BeyondAIME is an environment for evaluating advanced mathematical reasoning on 100 competition-level problems with difficulty at or above AIME problems #11-15. All problems have been manually revised to be unique and contamination-resistant, focusing on reasoning rather than domain-specific knowledge.
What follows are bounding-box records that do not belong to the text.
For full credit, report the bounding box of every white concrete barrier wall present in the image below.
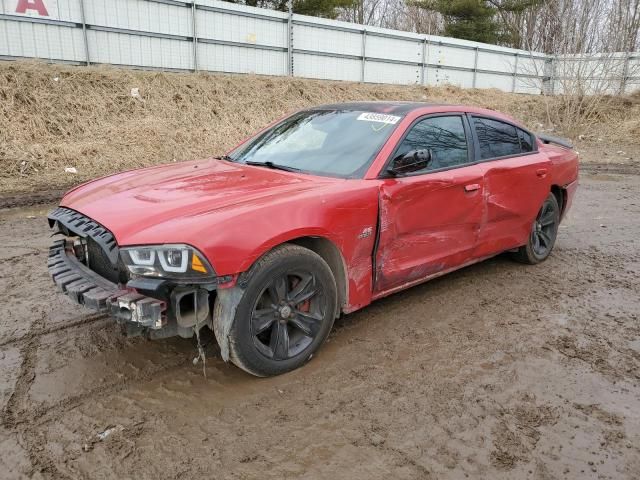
[0,0,640,94]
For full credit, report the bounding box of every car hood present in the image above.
[61,159,338,245]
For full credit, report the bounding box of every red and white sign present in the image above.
[5,0,58,19]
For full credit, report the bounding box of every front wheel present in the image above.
[229,244,337,377]
[512,193,560,265]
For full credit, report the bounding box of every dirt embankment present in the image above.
[0,62,640,200]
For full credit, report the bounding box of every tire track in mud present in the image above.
[2,317,69,478]
[0,313,109,348]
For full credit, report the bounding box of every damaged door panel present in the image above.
[375,165,484,293]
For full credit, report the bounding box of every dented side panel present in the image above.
[375,165,484,293]
[474,153,552,257]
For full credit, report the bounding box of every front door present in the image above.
[375,114,484,294]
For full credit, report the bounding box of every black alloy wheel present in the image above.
[251,270,326,360]
[512,193,560,265]
[229,244,338,377]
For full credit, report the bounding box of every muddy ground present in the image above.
[0,172,640,480]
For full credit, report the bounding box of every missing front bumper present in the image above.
[47,239,167,330]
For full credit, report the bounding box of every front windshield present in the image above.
[229,110,401,178]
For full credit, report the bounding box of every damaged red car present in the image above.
[48,102,578,376]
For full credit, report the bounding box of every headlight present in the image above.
[120,245,215,279]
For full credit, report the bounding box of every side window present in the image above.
[396,115,469,171]
[518,128,534,152]
[473,117,524,160]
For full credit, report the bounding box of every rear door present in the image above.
[375,113,483,293]
[469,115,551,257]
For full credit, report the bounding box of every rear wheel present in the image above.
[512,193,560,265]
[229,245,337,377]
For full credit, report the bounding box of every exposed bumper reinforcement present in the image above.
[47,240,167,329]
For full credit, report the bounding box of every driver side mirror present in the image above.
[387,149,432,177]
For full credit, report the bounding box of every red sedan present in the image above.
[49,102,578,376]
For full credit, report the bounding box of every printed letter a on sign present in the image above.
[16,0,49,17]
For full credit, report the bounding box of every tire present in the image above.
[229,244,337,377]
[511,193,560,265]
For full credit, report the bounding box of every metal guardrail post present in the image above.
[80,0,91,66]
[511,53,518,93]
[471,47,478,88]
[191,0,198,72]
[420,37,427,85]
[620,52,631,95]
[548,56,557,95]
[360,28,367,83]
[287,0,293,77]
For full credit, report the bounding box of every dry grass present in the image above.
[0,62,640,194]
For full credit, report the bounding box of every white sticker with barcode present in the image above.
[358,112,401,125]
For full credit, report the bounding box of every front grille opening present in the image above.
[87,238,127,283]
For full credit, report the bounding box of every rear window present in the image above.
[518,128,535,152]
[473,117,521,160]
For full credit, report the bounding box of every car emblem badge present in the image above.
[358,227,373,239]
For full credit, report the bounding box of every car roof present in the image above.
[308,101,522,128]
[313,101,447,115]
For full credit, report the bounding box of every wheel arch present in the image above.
[288,236,349,317]
[551,184,567,218]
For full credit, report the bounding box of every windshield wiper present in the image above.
[245,160,302,172]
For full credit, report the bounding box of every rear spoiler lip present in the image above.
[536,133,573,150]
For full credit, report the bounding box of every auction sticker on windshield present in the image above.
[358,112,402,125]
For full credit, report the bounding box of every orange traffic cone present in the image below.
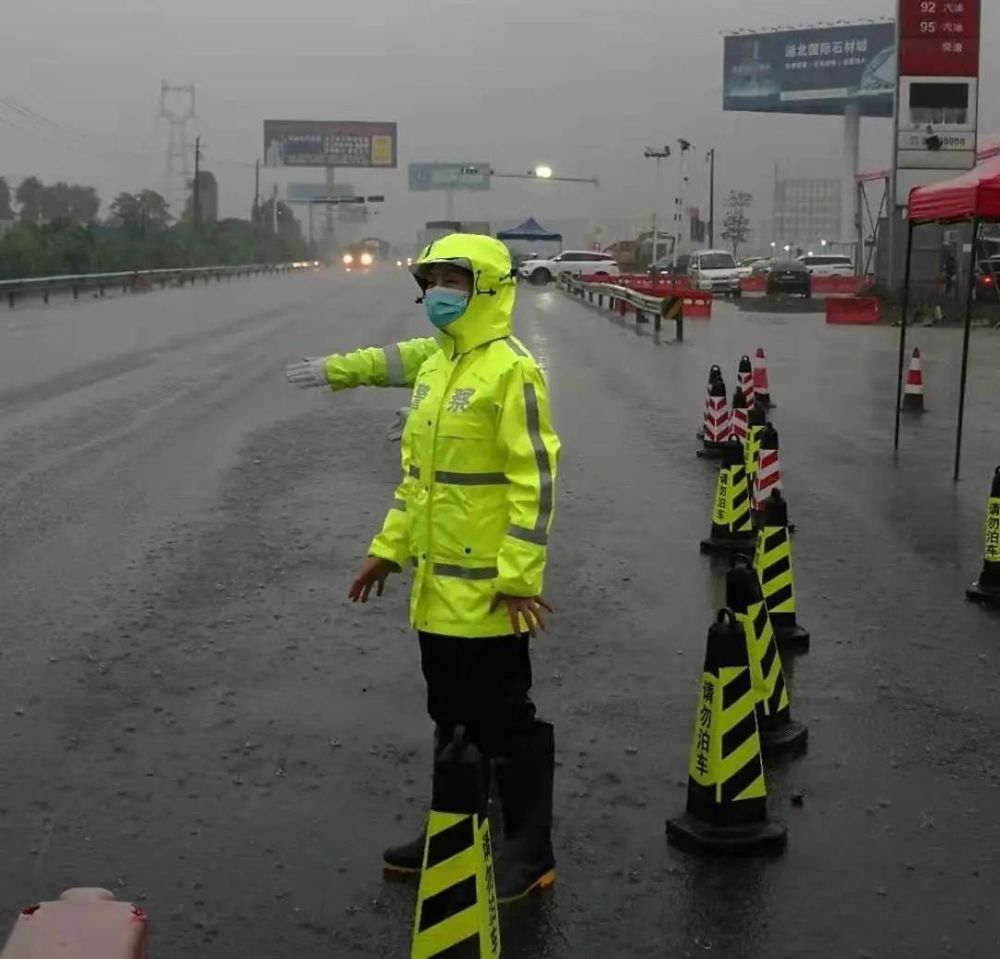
[901,349,927,413]
[753,346,776,410]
Answers are integers, enabling unambiguous automated evaluation.
- Advanced competition-level mathematical reasoning
- Integer answer validation with exact match
- Problems spanning algebra, number theory, combinatorics, and geometry
Agents are given a standard environment with no sandbox or file system access.
CC0 1.0 Universal (Public Domain).
There is one split in this environment:
- test: 100 tasks
Each problem requires an integer answer (range: 3 to 33,124,147).
Single-turn evaluation with deterministic grading. The agent submits an integer answer via the submit_answer tool. The submitted answer is compared via exact integer match against the ground truth. Reward is 1.0 if correct, 0.0 if incorrect.
beyondaime_test.parquet (100 problems) sourced from HuggingFace ByteDance-Seed/BeyondAIME. Stored on the OpenReward platform.
| Tool | Description |
|---|---|
submit_answer |
Submit an integer answer. Deterministic evaluation via exact match. Ends the episode. |
Single-turn. The agent reads the problem and submits one integer answer.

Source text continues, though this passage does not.